Reputation: 81
I have a list of files
example_list = [7.gif, 8.gif, 123.html]
There are over 700k elements and I need to sort them by frequency to see the most accessed file and least accessed file.
for i in resl:
if resl.count(i) > 500:
resl2.append(i)
print(resl2)
When I run this it never compiles. And i have tried other methods but no results.
Upvotes: 1
Views: 95
Reputation: 170
You can do this trick using a set
;)
Here you have a minimal example for a list of files and showing when it appears 2 times:
files = ['10.gif', '8.gif', '0.gif', '0.doc', '0.gif', '0.gif', '0.tmp', '0.doc', '0.gif']
file_set = set(files)
files_freq = [0]*len(file_set)
for n,file in enumerate(file_set):
files_freq[n] = files.count(file)
sorted_list = [f for n,f in sorted(zip(files_freq, file_set), key=lambda x: x[0], reverse=True) if n >= 2]
print(sorted_list)
and the output will be: ['0.gif', '0.doc']
The set
will filter the list only to unique occurrences of each file and the loop will calculate the count of each file.

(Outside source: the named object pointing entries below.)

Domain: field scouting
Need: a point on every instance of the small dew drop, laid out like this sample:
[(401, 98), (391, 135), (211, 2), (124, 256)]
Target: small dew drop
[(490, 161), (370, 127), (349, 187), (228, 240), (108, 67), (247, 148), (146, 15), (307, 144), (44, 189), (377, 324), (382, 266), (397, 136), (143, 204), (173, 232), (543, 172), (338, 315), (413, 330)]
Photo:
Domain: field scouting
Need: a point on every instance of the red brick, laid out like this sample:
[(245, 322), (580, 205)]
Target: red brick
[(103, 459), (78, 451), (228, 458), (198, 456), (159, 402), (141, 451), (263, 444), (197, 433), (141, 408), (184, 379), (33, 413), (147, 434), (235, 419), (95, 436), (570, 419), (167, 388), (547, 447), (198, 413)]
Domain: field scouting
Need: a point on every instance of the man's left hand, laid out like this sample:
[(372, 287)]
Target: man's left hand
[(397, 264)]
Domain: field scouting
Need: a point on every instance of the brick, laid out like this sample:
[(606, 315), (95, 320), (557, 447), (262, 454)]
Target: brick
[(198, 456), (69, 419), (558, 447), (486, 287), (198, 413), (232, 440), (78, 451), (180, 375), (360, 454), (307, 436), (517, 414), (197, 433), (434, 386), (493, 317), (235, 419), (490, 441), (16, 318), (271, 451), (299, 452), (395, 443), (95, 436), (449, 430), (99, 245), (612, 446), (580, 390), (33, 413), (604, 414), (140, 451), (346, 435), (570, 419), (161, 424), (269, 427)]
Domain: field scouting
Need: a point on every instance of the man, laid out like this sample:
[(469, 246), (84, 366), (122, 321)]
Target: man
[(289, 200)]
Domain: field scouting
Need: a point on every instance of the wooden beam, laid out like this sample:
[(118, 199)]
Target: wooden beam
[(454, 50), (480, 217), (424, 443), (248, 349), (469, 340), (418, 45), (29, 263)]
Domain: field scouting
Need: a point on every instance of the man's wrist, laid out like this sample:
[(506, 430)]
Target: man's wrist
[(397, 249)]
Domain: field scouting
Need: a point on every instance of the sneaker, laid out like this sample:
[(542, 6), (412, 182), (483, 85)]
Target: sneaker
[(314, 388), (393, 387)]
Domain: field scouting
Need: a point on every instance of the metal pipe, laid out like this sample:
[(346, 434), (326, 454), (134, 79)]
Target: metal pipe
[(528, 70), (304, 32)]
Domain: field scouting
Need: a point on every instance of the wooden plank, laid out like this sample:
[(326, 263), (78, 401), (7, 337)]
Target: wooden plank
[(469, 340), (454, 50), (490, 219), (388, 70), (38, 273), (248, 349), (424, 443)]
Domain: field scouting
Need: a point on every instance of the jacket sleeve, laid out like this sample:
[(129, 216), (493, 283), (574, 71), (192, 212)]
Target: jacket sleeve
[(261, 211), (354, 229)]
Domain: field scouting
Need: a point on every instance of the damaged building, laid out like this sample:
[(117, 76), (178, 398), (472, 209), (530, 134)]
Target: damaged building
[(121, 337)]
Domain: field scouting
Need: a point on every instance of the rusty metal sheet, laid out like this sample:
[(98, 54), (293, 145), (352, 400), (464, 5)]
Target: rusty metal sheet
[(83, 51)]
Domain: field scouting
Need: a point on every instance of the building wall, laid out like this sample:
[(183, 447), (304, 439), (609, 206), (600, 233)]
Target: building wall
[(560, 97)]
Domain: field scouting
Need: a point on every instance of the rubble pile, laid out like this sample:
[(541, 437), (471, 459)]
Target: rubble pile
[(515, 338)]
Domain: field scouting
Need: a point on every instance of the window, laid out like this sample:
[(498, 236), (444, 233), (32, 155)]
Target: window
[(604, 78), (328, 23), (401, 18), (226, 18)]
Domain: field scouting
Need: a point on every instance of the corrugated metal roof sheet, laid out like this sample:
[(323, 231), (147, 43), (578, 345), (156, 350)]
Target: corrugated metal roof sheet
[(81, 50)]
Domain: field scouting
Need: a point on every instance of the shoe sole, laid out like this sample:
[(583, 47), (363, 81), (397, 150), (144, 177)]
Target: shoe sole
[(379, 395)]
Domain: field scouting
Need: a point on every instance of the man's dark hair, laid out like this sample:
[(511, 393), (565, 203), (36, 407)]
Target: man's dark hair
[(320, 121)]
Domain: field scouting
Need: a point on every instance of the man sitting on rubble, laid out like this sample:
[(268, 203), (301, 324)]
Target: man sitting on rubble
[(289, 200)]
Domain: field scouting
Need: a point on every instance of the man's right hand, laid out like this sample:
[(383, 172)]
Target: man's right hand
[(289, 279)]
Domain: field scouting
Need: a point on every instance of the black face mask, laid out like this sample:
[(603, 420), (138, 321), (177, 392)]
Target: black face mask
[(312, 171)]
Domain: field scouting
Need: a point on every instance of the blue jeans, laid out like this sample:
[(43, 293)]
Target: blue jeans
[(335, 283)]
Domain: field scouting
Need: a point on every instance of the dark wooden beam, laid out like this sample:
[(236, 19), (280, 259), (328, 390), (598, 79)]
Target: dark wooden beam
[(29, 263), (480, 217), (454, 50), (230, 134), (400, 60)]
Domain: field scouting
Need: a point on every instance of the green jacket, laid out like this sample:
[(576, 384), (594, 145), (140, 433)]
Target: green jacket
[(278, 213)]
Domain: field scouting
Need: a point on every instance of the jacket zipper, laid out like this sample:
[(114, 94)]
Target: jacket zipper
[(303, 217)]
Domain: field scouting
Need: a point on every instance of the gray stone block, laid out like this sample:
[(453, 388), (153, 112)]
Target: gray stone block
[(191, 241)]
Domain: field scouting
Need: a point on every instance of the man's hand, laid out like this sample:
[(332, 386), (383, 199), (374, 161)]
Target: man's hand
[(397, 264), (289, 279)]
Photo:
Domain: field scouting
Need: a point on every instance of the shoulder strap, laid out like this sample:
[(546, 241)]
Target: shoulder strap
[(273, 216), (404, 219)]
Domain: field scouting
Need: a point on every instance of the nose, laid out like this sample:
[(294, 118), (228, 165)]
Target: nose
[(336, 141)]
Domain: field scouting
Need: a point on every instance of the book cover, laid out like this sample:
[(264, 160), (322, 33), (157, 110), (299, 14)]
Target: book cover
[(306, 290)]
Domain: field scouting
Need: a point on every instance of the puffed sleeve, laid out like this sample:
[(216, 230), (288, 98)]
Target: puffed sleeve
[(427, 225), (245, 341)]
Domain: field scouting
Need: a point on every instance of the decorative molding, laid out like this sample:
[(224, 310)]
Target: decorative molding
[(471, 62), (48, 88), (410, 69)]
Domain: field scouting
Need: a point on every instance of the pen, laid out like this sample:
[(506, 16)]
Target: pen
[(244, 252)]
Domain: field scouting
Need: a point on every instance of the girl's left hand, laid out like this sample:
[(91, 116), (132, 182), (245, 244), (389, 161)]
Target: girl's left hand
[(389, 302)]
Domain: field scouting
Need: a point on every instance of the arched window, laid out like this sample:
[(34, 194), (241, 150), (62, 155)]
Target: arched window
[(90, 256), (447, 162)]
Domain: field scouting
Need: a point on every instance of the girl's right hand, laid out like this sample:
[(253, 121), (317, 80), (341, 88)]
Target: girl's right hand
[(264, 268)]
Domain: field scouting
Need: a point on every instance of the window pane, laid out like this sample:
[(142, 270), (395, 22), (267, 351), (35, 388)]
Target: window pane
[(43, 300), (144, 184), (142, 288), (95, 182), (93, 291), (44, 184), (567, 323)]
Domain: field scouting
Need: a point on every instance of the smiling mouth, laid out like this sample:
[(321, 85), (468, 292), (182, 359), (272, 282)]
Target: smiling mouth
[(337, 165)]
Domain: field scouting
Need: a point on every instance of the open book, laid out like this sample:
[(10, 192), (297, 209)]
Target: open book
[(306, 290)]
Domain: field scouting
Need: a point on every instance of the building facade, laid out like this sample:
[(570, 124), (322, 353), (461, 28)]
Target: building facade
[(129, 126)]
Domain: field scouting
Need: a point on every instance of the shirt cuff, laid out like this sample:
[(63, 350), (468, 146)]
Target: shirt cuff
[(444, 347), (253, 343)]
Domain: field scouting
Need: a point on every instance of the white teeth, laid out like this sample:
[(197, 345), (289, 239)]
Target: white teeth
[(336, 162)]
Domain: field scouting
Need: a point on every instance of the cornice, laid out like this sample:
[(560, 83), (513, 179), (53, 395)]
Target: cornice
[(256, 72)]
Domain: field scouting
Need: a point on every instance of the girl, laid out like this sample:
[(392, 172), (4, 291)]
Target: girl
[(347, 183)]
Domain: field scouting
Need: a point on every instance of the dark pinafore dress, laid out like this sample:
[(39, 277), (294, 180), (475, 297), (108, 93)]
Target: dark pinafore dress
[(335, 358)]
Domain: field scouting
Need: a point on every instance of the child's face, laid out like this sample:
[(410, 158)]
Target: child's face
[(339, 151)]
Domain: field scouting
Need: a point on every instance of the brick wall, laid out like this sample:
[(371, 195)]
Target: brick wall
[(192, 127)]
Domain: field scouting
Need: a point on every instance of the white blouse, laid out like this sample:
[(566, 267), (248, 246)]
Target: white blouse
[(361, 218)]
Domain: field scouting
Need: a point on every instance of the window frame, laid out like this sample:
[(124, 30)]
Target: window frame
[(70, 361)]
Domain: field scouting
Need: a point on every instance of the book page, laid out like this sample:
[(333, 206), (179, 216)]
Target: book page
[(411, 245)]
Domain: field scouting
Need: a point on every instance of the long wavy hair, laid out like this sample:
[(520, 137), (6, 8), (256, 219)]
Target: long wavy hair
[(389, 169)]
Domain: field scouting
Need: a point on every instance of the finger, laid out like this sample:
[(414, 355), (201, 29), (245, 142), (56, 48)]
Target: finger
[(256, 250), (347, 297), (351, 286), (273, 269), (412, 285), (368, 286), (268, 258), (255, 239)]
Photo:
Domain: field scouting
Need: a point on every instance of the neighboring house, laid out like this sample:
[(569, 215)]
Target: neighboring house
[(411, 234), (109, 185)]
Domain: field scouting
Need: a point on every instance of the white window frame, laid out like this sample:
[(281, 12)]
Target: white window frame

After, the spooky list comprehension is the trick!
[f for n,f in sorted(zip(files_freq, file_set), key=lambda x: x[0], reverse=True) if n >= 2]
This will create a list only with the files which appeared 2 or more times, then the key
part forces the sorted
function to use the first files_freq
from zip(files_freq, file_set)
to do the sorting and reverse
is to sort the list in descendant order, showing the highest frequencies before.
Upvotes: 0
Reputation: 27609
From your comment:
I just need to find out which file occurs the most.
So:
statistics.mode(example_list)
Upvotes: 1
Reputation: 95957
Your algorithm is unecessarily quadratic time. The following is linear
from collections import Counter
resl2 = [k for k,v in Counter(resl).items() if v > 500]
If you need them sorted, then do something like
resl2 = [(k,v) for k,v in Counter(resl).items() if v > 500]
resl2.sort(key=lambda kv: kv[1])
resl2 = [k for k,v in resl2]
Upvotes: 3
Reputation: 7744
Note that i
represents an element from the array and not an integer
for i in resl:
if resl.count(i) > 500:
resl2.append(i)
print(resl2)
Change it to this.
for i in range(0,len(resl)-1):
if i > 500:
resl2.append(resl[i])
print(resl2)
Upvotes: 0